# How do you calculate the elevation at which clouds will form (lifting condensation level)?

I have a parcel of air at 30°C with a dew point temp of 15°C. It goes up and then back down a mountain 4km in height. Assuming the normal and dry adiabatic lapse rates apply, and an ELR=7.5°C/km, with the environment also at 30°C.

From Wikipedia it says that to find cloud base I:

(1). Start at the initial temperature (T) and pressure of the air parcel and follow the dry adiabatic lapse rate line upward (provided that the RH in the air parcel is less than 100%, otherwise it is already at or above LCL).

So then the initial temp is 30*C not sure what it means to follow the dry adiabatic lapse rate line upwards.

I know that lapse rate is the rate at which Earths atmosphere increases and decreases in conguence with the altitude. So the temperature increases when the altitude decreases and the temperature decreases when the altitude increases. So a dry unsaturated lapse rate is one where the parcel lacks water content, and the saturated lapse rate is one where the parcel is moist and contains water content. I understand that when they warm or cool both types move in up and down in direction.

(2). From the initial dew point temperature (Td) of the parcel at its starting pressure, follow the line for the constant equilibrium mixing ratio (or "saturation mixing ratio") upward.

Not sure what this means

(3).

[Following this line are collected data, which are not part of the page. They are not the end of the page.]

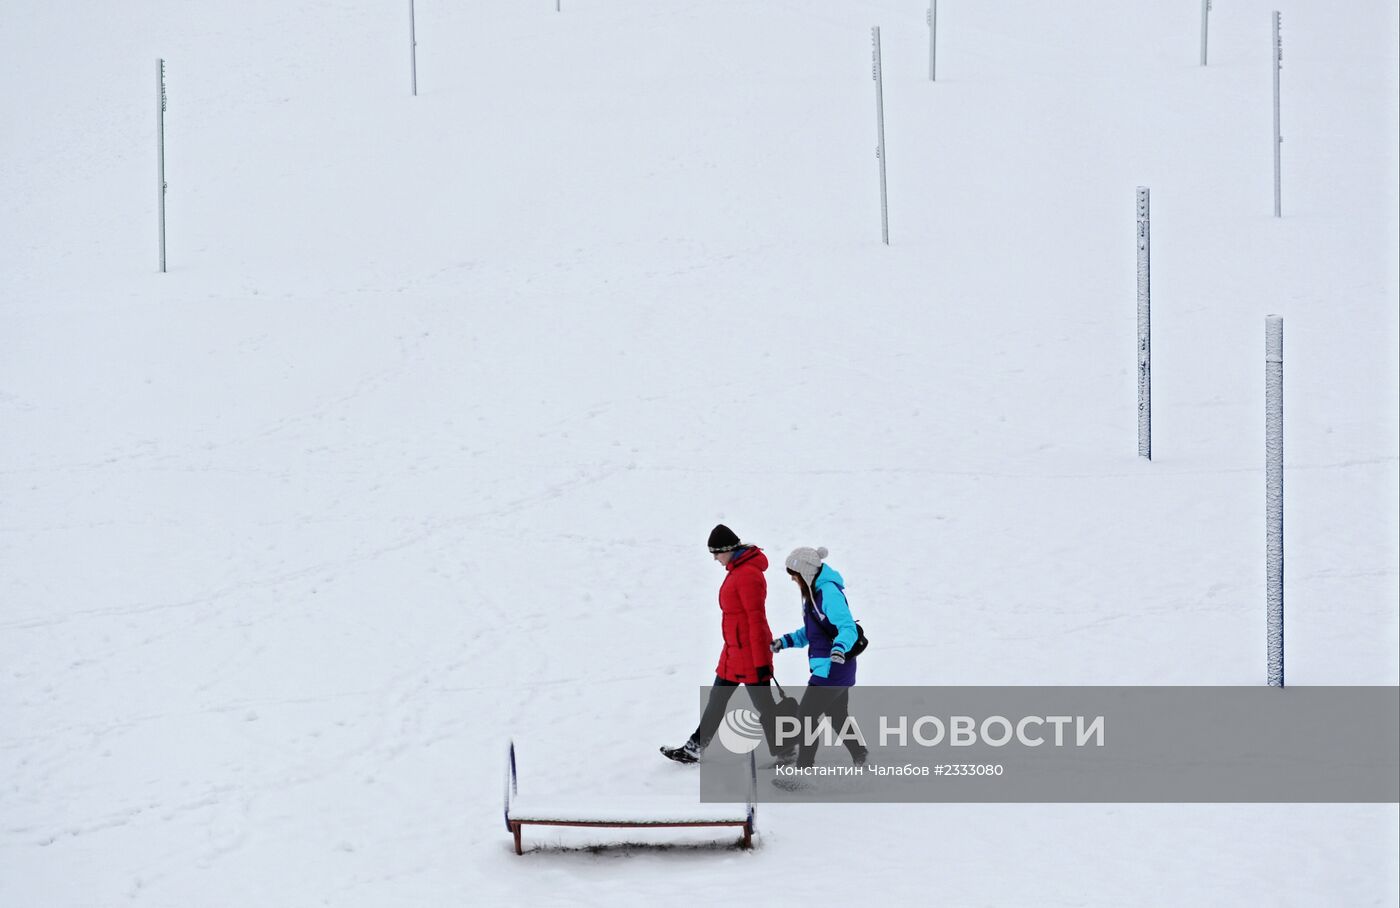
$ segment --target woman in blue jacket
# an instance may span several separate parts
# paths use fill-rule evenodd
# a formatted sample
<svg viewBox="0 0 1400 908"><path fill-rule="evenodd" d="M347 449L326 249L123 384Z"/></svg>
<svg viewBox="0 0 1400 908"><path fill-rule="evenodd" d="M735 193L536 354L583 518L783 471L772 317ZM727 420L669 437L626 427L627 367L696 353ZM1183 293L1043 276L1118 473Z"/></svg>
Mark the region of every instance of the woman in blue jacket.
<svg viewBox="0 0 1400 908"><path fill-rule="evenodd" d="M808 744L806 740L807 720L815 724L825 715L831 720L833 733L839 734L849 714L850 689L856 683L856 657L846 654L860 632L846 601L846 582L831 565L823 563L826 556L825 548L805 546L787 556L788 577L802 591L802 627L773 641L775 653L807 647L812 676L802 697L804 734L798 747L798 766L811 766L817 756L816 742ZM843 743L857 766L865 763L865 747L851 739Z"/></svg>

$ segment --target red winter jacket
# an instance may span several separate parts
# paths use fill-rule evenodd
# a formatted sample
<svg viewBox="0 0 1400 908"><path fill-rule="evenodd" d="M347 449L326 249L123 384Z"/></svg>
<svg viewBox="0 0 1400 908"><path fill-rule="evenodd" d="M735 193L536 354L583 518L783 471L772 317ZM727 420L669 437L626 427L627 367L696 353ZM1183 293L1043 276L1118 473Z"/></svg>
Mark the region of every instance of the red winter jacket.
<svg viewBox="0 0 1400 908"><path fill-rule="evenodd" d="M736 549L724 566L727 574L719 588L724 649L715 674L726 681L751 684L773 677L773 632L764 610L767 568L768 559L753 546Z"/></svg>

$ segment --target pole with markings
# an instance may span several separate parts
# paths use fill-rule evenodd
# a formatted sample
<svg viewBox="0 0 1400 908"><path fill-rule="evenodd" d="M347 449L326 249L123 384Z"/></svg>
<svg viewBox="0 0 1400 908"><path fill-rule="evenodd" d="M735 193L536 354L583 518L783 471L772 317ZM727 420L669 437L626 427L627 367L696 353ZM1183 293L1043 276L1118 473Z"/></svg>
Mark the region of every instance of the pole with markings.
<svg viewBox="0 0 1400 908"><path fill-rule="evenodd" d="M413 97L418 97L418 16L413 0L408 0L408 65L413 85Z"/></svg>
<svg viewBox="0 0 1400 908"><path fill-rule="evenodd" d="M871 75L875 79L875 126L877 141L875 157L880 160L880 236L885 245L890 244L890 206L885 191L885 78L880 62L880 26L870 29L870 43L874 66Z"/></svg>
<svg viewBox="0 0 1400 908"><path fill-rule="evenodd" d="M1269 686L1283 687L1283 318L1264 320L1265 601Z"/></svg>
<svg viewBox="0 0 1400 908"><path fill-rule="evenodd" d="M1138 456L1152 459L1152 210L1151 191L1137 190Z"/></svg>
<svg viewBox="0 0 1400 908"><path fill-rule="evenodd" d="M165 60L156 58L156 187L160 230L160 273L165 273Z"/></svg>
<svg viewBox="0 0 1400 908"><path fill-rule="evenodd" d="M1274 11L1274 217L1283 217L1283 129L1279 120L1278 80L1283 69L1283 15Z"/></svg>
<svg viewBox="0 0 1400 908"><path fill-rule="evenodd" d="M1201 65L1206 65L1206 38L1210 35L1210 0L1201 0Z"/></svg>
<svg viewBox="0 0 1400 908"><path fill-rule="evenodd" d="M937 81L938 72L938 0L928 6L928 80Z"/></svg>

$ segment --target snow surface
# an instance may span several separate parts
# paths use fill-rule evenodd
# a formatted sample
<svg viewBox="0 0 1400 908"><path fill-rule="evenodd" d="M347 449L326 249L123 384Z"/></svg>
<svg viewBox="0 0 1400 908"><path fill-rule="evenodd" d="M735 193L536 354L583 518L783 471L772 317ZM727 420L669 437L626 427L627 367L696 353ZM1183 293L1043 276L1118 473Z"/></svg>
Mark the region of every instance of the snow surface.
<svg viewBox="0 0 1400 908"><path fill-rule="evenodd" d="M864 683L1262 683L1269 313L1288 680L1400 681L1396 5L1284 10L1274 219L1274 4L945 0L930 84L921 3L418 0L417 98L407 4L7 4L0 905L1396 904L1395 805L512 853L508 737L695 790L716 521L831 549Z"/></svg>

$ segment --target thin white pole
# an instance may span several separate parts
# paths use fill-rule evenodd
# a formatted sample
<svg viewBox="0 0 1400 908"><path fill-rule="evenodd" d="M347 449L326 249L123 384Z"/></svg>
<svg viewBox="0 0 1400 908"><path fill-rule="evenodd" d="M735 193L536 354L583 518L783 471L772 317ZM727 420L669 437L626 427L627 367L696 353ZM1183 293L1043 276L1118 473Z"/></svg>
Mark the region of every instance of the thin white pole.
<svg viewBox="0 0 1400 908"><path fill-rule="evenodd" d="M1264 320L1264 499L1269 686L1283 687L1283 318Z"/></svg>
<svg viewBox="0 0 1400 908"><path fill-rule="evenodd" d="M1283 16L1274 11L1274 217L1283 217L1283 132L1279 121L1278 79L1283 69Z"/></svg>
<svg viewBox="0 0 1400 908"><path fill-rule="evenodd" d="M159 192L160 273L165 273L165 60L156 58L156 179Z"/></svg>
<svg viewBox="0 0 1400 908"><path fill-rule="evenodd" d="M1210 0L1201 0L1201 65L1206 65L1206 38L1210 34Z"/></svg>
<svg viewBox="0 0 1400 908"><path fill-rule="evenodd" d="M413 80L413 97L418 97L418 25L413 0L408 0L408 57Z"/></svg>
<svg viewBox="0 0 1400 908"><path fill-rule="evenodd" d="M885 76L880 62L880 26L870 29L870 41L874 48L875 66L872 75L875 79L875 125L879 144L875 146L875 157L880 160L880 236L885 245L890 244L890 206L885 192Z"/></svg>
<svg viewBox="0 0 1400 908"><path fill-rule="evenodd" d="M929 0L928 7L928 80L937 81L938 72L938 0Z"/></svg>
<svg viewBox="0 0 1400 908"><path fill-rule="evenodd" d="M1138 456L1152 459L1152 210L1150 190L1137 190Z"/></svg>

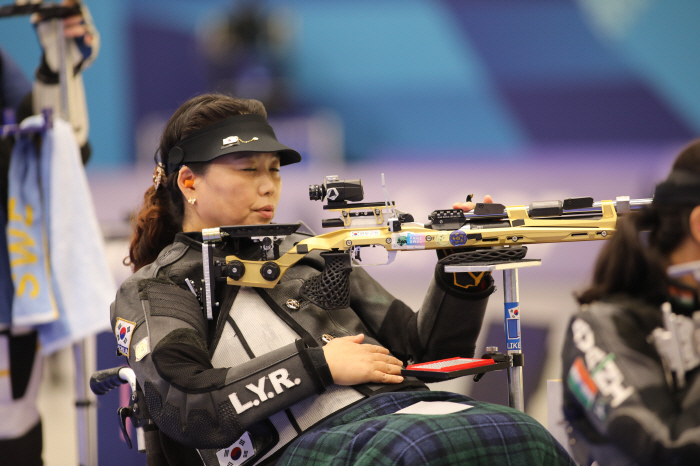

The intersection of these two lines is the LCL.

Not sure what this is asking me to do.

Things I have been asked to provide include:

a) the elevation at which clouds will occur (the lifting condensation level);

b) the temperature of the parcel at the top of the mountain;

c) the temperature the parcel will have when it descends to the bottom on the far side of the mountain;

d) the portions of its journey where it follows the wet and dry rates

e) explain why the parcel is warmer/cooler/same temperature on the back side of the mountain as compared to when it started.

• A hint: you can use for example an emagram to solve this. – Communisty Mar 9 '18 at 11:26

## 2 Answers

ANSWER:

$$h={\Delta}t/{\Delta}l$$

$$h=$$ height of LCL (unit depends on unit height of lapse rates)

$${\Delta}t=T-T_d$$

$${\Delta}l=l_t-l_d$$

$$T$$ is surface temp (deg)

$$T_d$$ is surface dewpoint temp (deg)

$${\Delta}l=$$ difference between lapse rates (deg)

$$l_t=$$ dry adiabatic lapse rate of temperature (deg/unit height)

$$l_d=$$ lapse rate of the saturation mixing ratio corresponding to the surface dewpoint (deg/unit height)

• Welcome on the ES SE! Your post needs to answer the question (on the top), I can not see, how it does. – peterh Dec 27 '20 at 11:50
• @peterh-ReinstateMonica looks valid to me... he does say his formula calculates LCL. Not sure I've seen the formula using lapse rates before, but in a way it looks the most elegant\understandable, since the usual hand method uses the intersection of the two lapse rate lines... and so boiling it down to the distance to cover (ΔT) being found by rate of decrease per height * the height [the old D=R*t idea], and solving for h makes sense. Ted it wouldn't hurt to try to give a little more explanation of reasoning for why this is the answer (or at least the source of the equation), but looks valid. – JeopardyTempest Dec 28 '20 at 6:23
• @JeopardyTempest Ok, thanks! I would happily fix his Latex, but I am not sure, where to start. – peterh Dec 28 '20 at 10:05

Well, I think if it starts at T=30, and the dew point is T=15, then once it has dropped 15 degrees clouds will start to form.

The DALR is about 10 degrees/km. SO, first, I think you need to solve for the altitude at which T will have dropped from 30 to 15.